Incident severity rubric (internal)
Severity is a shared shorthand for priority and urgency, not blame.
Use this rubric to decide how quickly to respond, what to pause, and what level of documentation/verification is appropriate.
Notes:
- Severity can change as you learn more; update the incident note accordingly.
- When in doubt, start higher and downgrade later.
- Data integrity risk should push severity up.
sev0 — Critical outage / integrity / security
Criteria (any one is enough):
- Public site/API is effectively down for most users, or returning incorrect/unsafe data.
- Credible data integrity compromise (corruption, missing/cross-linked WARCs, replay integrity loss).
- Security incident (credential leak, unauthorized access, suspicious behavior).
Response expectations:
- Immediate response.
- Prefer conservative actions that preserve integrity (pause/stop destructive jobs).
- Capture a complete timeline and include post-incident verification.
- Public note is optional but recommended when it changes user expectations (outage, integrity risk, security posture, policy change). Keep it public-safe (no sensitive details).
sev1 — Major degradation / time-critical capture risk
Criteria (any one is enough):
- Public site/API is usable but severely degraded (major routes broken, errors widespread).
- Annual capture campaign is blocked or likely to miss the window (or lose meaningful coverage) without intervention.
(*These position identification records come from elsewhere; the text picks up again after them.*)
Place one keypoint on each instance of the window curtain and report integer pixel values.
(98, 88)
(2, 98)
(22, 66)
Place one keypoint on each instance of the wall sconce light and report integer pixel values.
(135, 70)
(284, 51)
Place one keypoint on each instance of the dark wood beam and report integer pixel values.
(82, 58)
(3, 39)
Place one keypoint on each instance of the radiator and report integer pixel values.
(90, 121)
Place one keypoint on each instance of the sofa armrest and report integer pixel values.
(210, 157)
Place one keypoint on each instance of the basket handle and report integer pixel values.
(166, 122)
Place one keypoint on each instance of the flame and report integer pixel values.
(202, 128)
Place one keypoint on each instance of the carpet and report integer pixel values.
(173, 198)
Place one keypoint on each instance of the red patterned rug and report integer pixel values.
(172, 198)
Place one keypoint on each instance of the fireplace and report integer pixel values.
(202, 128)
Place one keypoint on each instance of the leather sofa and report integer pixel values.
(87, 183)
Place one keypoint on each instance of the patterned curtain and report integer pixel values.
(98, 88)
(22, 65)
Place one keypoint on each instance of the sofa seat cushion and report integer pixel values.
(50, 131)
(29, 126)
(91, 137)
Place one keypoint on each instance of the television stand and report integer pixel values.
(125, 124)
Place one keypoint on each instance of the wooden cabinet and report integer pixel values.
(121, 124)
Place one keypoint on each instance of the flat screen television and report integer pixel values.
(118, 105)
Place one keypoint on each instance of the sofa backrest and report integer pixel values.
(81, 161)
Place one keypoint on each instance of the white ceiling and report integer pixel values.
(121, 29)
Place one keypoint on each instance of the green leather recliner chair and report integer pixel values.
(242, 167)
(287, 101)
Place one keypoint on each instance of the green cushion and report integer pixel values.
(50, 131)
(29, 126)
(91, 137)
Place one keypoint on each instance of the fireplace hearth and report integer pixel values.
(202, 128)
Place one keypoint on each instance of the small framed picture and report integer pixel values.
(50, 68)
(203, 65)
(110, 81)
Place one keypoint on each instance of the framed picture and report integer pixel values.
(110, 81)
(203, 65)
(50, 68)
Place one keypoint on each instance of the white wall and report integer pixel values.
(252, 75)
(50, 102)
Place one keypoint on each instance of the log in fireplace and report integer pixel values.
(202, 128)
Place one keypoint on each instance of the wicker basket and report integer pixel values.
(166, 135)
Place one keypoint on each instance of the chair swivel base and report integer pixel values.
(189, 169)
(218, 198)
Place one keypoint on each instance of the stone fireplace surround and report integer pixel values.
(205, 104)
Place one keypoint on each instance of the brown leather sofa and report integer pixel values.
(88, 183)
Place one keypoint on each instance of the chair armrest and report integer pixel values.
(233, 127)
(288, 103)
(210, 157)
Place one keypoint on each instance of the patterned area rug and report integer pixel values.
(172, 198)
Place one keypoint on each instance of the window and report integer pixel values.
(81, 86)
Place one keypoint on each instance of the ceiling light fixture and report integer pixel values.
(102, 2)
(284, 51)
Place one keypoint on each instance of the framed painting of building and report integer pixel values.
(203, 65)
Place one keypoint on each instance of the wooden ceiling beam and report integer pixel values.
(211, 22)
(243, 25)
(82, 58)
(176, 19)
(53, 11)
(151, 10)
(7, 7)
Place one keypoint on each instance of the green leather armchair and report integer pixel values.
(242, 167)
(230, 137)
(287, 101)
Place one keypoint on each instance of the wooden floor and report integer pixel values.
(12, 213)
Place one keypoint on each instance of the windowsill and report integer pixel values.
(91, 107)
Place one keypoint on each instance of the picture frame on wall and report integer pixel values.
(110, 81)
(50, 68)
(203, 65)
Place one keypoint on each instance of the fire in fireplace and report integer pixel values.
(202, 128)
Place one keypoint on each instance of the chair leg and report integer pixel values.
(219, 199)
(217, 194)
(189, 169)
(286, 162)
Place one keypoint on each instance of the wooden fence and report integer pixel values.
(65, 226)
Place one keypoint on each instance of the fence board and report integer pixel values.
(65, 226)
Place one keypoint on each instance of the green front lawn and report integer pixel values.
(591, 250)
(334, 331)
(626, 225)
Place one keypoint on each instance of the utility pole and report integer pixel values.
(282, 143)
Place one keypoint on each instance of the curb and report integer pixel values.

- Storage/mount instability that threatens crawl/indexing continuity even if the public surface is OK.
Response expectations:
- Same-day response.
- Record the recovery steps precisely (commands + what they changed).
- Public note is optional but recommended when it changes user expectations (outage/degradation, integrity risk, public posture). Keep it public-safe (no sensitive details).
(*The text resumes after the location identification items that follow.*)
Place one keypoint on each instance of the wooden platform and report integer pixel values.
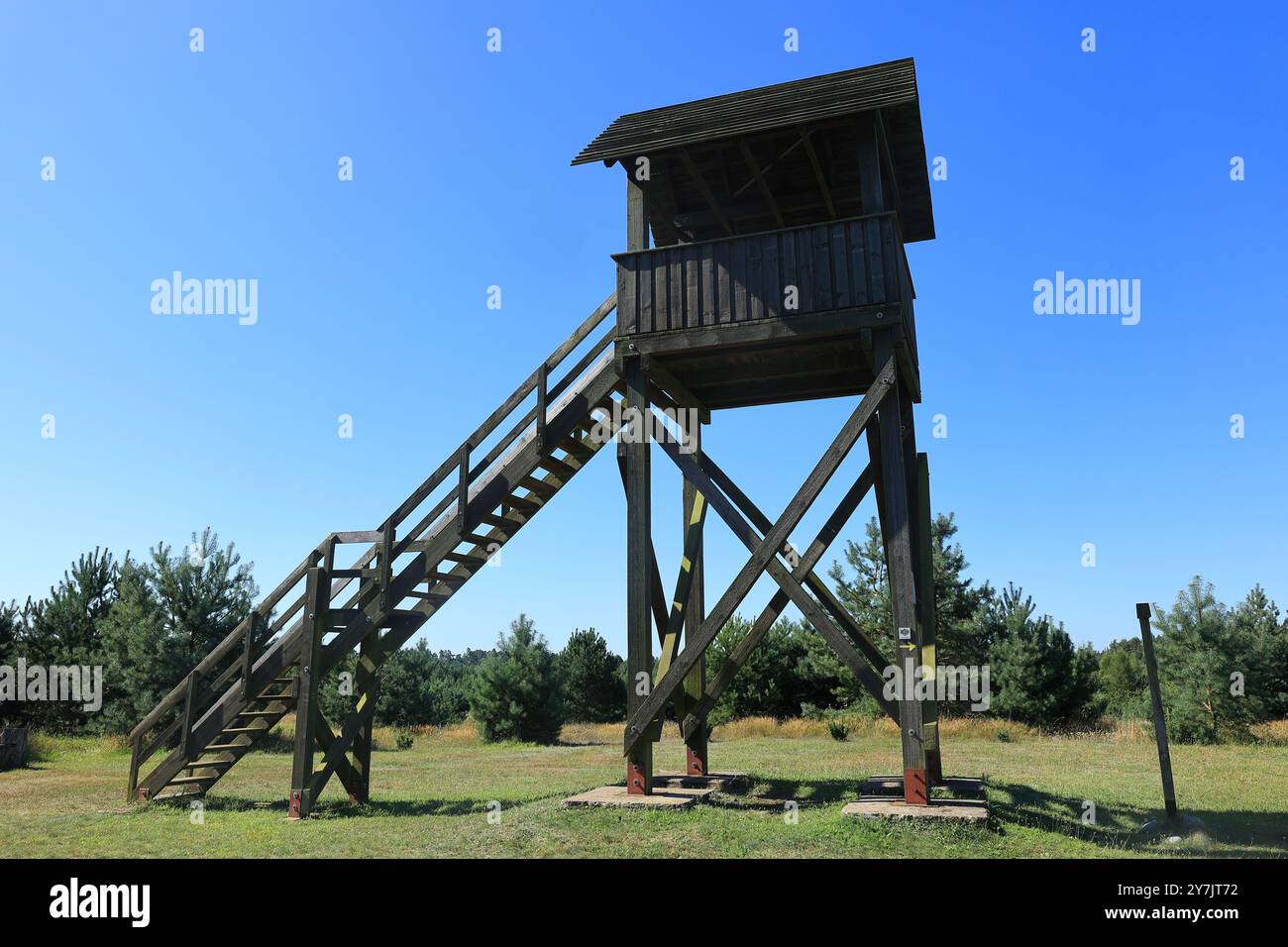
(971, 810)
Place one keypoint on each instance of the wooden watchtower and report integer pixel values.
(776, 273)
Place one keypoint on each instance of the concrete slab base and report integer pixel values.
(617, 797)
(971, 810)
(719, 783)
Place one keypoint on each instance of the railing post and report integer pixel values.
(463, 488)
(542, 379)
(249, 652)
(386, 554)
(188, 706)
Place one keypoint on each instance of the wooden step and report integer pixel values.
(476, 562)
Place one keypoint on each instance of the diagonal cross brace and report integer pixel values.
(763, 554)
(811, 557)
(789, 583)
(824, 594)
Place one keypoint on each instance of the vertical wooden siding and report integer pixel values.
(833, 265)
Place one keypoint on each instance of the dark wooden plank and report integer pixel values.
(789, 273)
(661, 292)
(707, 285)
(644, 290)
(738, 279)
(755, 281)
(692, 311)
(841, 295)
(1164, 757)
(822, 286)
(724, 290)
(876, 263)
(858, 263)
(805, 269)
(639, 638)
(772, 279)
(675, 279)
(627, 311)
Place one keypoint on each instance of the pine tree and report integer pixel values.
(1035, 673)
(1202, 655)
(516, 692)
(592, 689)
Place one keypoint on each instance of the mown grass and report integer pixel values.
(434, 799)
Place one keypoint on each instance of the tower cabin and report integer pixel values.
(778, 219)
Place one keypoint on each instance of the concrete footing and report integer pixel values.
(670, 791)
(881, 796)
(893, 785)
(973, 810)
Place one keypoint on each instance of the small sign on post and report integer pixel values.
(1164, 759)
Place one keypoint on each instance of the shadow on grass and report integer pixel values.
(1257, 834)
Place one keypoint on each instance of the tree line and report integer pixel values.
(149, 621)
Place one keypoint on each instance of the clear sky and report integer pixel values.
(223, 163)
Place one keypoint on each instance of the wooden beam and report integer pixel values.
(760, 179)
(697, 761)
(765, 620)
(858, 664)
(699, 182)
(926, 599)
(903, 591)
(639, 639)
(818, 172)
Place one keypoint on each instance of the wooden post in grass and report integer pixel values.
(1164, 758)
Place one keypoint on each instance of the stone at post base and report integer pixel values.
(13, 748)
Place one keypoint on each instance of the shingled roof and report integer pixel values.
(889, 89)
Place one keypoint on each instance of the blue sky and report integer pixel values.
(1061, 429)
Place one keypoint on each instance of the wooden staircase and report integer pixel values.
(421, 556)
sev2 — Partial degradation / contained pipeline failure
Criteria (typical examples):
- One source crawl repeatedly failing but others are healthy.
- Crawl/indexing slowdown or intermittent errors with a known workaround.
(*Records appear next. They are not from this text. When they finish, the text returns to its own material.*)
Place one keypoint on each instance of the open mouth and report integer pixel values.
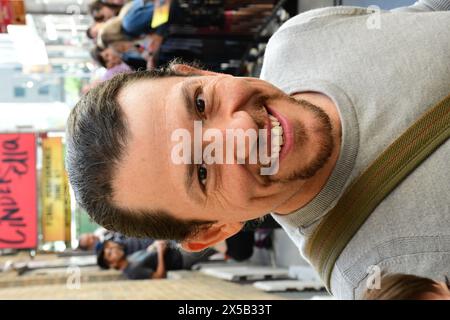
(280, 134)
(276, 137)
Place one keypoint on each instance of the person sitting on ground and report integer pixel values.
(102, 11)
(409, 287)
(152, 263)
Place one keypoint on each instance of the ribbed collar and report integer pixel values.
(338, 179)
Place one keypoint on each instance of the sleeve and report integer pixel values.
(427, 5)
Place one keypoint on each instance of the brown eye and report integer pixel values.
(200, 103)
(202, 175)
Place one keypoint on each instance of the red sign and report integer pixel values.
(18, 209)
(11, 12)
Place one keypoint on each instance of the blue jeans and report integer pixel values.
(138, 20)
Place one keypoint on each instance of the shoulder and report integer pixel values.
(325, 14)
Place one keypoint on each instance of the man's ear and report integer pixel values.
(189, 70)
(210, 236)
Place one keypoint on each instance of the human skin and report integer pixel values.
(148, 179)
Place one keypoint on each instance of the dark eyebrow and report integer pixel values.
(191, 167)
(188, 99)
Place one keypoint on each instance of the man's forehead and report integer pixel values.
(151, 111)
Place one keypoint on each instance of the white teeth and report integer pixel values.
(276, 136)
(277, 131)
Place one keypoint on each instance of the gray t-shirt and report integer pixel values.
(382, 71)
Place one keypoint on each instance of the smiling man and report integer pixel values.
(335, 91)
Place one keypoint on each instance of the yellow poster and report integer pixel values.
(161, 13)
(54, 191)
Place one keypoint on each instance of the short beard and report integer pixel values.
(324, 133)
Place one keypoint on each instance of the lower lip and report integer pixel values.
(288, 137)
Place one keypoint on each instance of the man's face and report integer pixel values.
(148, 179)
(113, 254)
(104, 14)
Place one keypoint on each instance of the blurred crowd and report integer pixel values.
(139, 258)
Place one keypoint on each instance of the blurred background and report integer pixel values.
(54, 51)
- Non-critical automation failing (metrics, watchdogs, timers) with manual fallback.
Response expectations:
- Next-business-day response is usually acceptable.
- Document what happened and track follow-ups that reduce repeat issues.
sev3 — Minor issue / operational friction
Criteria (typical examples):
- Internal-only issue with low urgency and a simple workaround.
- Documentation gaps discovered during ops.
- Cosmetic or non-impactful errors that should still be cleaned up.
Response expectations:
- Fix opportunistically.
- Still record the incident if it required manual intervention or could recur.